Zohran pourrait bouleverser la politique américaine: voici ce que cela prendrait
Zohran Mamdani a éveillé d'immenses espoirs chez les travailleurs et les jeunes dont les conditions de vie se sont aggravées ces dernières années. Leur colère est réelle, elle est profonde et elle grandit tous les jours.
Le candidat à la mairie socialiste s'est retrouvé face à face avec cette colère de classe en novembre dernier après l'élection présidentielle, lorsqu'il a fait le tour du Bronx et du Queens interviewant les électeurs de Trump et entendant leurs préoccupations.
Il a compris que le prétendu «déplacement vers la droite» de New York était en réalité un changement vers la politique anti-établissement face à une grave crise du coût de la vie.

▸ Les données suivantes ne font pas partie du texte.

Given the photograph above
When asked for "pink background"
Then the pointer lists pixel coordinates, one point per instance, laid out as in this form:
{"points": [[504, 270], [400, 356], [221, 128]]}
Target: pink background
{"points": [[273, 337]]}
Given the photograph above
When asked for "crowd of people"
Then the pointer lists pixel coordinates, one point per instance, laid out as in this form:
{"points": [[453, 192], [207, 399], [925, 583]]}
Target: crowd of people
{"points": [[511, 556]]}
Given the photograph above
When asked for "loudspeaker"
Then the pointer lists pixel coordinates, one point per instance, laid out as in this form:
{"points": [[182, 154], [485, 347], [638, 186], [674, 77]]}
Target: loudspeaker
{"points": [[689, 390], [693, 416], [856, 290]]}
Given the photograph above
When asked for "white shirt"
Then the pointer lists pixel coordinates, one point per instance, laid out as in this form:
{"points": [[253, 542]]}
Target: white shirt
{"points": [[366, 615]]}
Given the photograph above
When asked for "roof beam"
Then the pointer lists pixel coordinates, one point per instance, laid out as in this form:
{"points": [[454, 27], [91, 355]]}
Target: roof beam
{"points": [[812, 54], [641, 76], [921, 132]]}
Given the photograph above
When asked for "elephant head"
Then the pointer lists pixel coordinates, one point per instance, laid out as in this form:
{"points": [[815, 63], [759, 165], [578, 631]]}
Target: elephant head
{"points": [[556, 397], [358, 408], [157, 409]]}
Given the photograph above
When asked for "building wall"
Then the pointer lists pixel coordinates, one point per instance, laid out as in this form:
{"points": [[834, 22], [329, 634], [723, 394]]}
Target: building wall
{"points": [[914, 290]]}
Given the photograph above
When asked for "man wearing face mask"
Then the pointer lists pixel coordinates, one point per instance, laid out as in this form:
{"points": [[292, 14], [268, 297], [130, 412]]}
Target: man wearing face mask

Ces électeurs, dont beaucoup d'immigrants eux-mêmes, ont eu du mal à se permettre l'épicerie, les services publics et le loyer, et voulaient voir la fin des guerres de Biden à Gaza et en Ukraine – des choses que Trump n'a pas réussi à livrer. Ce n'étaient pas des «fascistes», mais des personnes de la classe ouvrière avec des demandes de classe ouvrière, se tournant vers le seul candidat qui semblait parler à leur mécontentement.
En expliquant avec succès le même mécontentement, Zohran a rallié une armée de plus de 50 000 volontaires pour frapper plus d'un million de portes. Il a fini par gagner 30% des districts que Trump a remportés en 2024. Sa campagne a particulièrement dynamisé les jeunes qui se sont révélés en nombre record. Les électeurs âgés de 25 à 34 ans ont eu le taux de participation le plus élevé de tous les groupes d'âge.
Tout cela a révélé une frustration sous-jacente face à l'établissement politique et un désir de riposter. Il a parlé spécifiquement des problèmes de la classe ouvrière et des jeunes, et était le seul candidat qui semblait être en dehors de l'establishment démocrate.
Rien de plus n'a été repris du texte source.